The Women’s Wave is bringing its rising tide to the Great Lakes with Gretchen Whitmer’s victory in tonight’s Democratic primary for Michigan’s gubernatorial race.
With 27 percent of precincts reporting, the New York Times called the Michigan Democratic gubernatorial primary for Gretchen Whitmer, with 50 percent of the vote.
Whitmer stole the spotlight of Michigan Democrats in 2011 when she responded passionately to a state law that allowed and arguably encouraged the bullying of LBGT youth. Whitmer, at the time the state’s Senate Minority Leader, has carried the cause of LBGT Michiganders along for the long road to her current bid for Governor.
But Whitmer is perhaps best known for giving voice to the exasperated and often furious feeling Michiganders have about decaying infrastructure with a powerful campaign message: “Fix the Damn Roads.”
To Gretchen Whitmer, spending money to repair roads shouldn’t be that hard a pitch. Firstly, Michigan has some of the worst highways in America, which is a particular shame in the state that houses the auto industry. Secondly, as Whitmer explains, Michiganders are already paying more because of the dilapidated roads — on car repairs and maintenance.
In an otherwise cool and level debate performance, Whitmer showed a bit of raw, emotional response around women’s issues and the #MeToo movement.
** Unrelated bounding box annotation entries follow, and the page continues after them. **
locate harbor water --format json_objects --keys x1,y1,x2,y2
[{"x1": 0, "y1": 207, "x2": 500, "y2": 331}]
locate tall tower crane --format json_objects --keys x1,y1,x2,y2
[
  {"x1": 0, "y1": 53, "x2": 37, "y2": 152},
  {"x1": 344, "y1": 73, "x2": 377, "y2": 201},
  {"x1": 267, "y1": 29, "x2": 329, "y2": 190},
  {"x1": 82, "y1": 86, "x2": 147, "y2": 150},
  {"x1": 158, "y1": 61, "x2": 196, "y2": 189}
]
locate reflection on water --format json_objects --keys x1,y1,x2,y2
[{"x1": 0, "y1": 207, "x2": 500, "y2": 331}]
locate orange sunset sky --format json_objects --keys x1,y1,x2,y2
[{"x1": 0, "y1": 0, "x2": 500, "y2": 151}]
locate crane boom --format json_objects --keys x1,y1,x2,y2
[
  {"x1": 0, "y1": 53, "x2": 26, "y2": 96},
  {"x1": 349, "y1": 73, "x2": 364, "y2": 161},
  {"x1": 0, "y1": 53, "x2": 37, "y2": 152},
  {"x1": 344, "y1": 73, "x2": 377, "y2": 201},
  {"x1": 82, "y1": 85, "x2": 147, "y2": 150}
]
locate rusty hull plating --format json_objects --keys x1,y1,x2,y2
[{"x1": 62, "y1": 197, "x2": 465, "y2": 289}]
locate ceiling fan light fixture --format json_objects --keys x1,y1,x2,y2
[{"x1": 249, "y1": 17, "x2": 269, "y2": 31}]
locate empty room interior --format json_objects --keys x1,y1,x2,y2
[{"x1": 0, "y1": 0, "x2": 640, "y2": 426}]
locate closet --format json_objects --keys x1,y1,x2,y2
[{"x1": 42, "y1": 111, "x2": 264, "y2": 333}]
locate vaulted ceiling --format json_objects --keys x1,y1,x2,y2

She has told her story before, and touched the nerve of the newest wave of feminism born out of the #MeToo moment.
Heading into the fall, there are some advantages Democrats have in securing the Governorship for Whitmer. Legalization of recreational marijuana and reforms to a deeply partisan redistricting process are both initiatives on the November ballot and should energize the left in Michigan.
Attorney General Bill Schuette, the Republican nominee for Governor, will also have to contend with shadows cast by larger figures in his party.
The specter of the Flint crisis still looms over Rick Snyder — Michigan’s outgoing Republican governor. And though Michigan voted for Trump in 2016, its approval of the Republican president has consistently run about ten points lower than national averages.
While the fall will be a harsh fight for Whitmer, in the battleground that is the Mitten hard elections are familiar territory.